Our view: Trump’s delay in picking ag secretary taking toll
Secretary of Agriculture has become the only cabinet position without a nominee from Donald Trump.
At press time, literally hours before Inauguration Day, there was no signal from the incoming president about who a nominee might be. Though some believe the front-runner is former Lt. Gov. Abel Maldonado of Santa Maria, the administration has been silent on the status of its final major appointment.
Even if the president does choose a candidate for confirmation, the delay in naming someone to lead farm policy is a slap in the face to the millions of rural voters who helped him get elected, particularly in the crucial states of Michigan, Wisconsin, Illinois and Ohio.
The slowness of this administration in naming a Secretary of Agriculture is also going to impact California and the Central Coast.
California is the nation’s leading agricultural producer and the winter’s drought relief means we are poised to make renewed gains.
The Central Coast’s bounty of citrus, avocadoes, wine grapes, berries and specialty crops is key to the leading role of U.S. farmers in international trade.
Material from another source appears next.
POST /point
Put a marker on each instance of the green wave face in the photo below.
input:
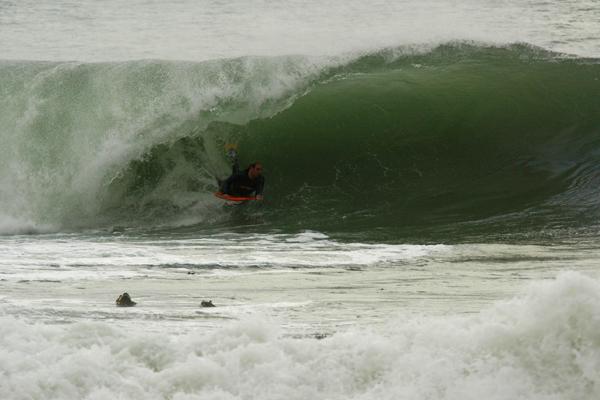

Agriculture is also a major driver of the region’s tourism industry — by far our largest employer.
With globalization issues at the center of the November election as well as the lead up to the transition of power to a new administration, the role of agriculture should not be overlooked. It’s a powerful weapon for both national security and economic prosperity. Strong leadership from the government is key.
That’s why the early departure of outgoing Secretary Tom Vilsak is particularly troubling, as it has left a void that will take weeks if not months to fill.
By tradition, the Secretary of Agriculture is an advocate for free trade, for legal ways to import farm labor and for advances in food technology that make it possible for America to feed much of the world.
Best choice would be a farmer
We’d urge the administration to resist ultra-nationalist forces that might want to deny Maldonado a cabinet position because his parents were farmworkers, or because he’s been a man of moderate views on economic and farm policy.
In an administration loaded with billionaires and former Goldman Sachs investment bankers, it would be a great idea to have an actual farmer from California or Iowa or elsewhere to be the representative of agriculture in the cabinet.
America can’t be great again on manufacturing alone — it must remain the world’s leader in providing food and food products to nations across the globe.
President Trump must name a Secretary of Agriculture quickly and find someone who can easily earn confirmation. The nation, our state and our region can’t afford to have this important position remain unfilled at a crucial time.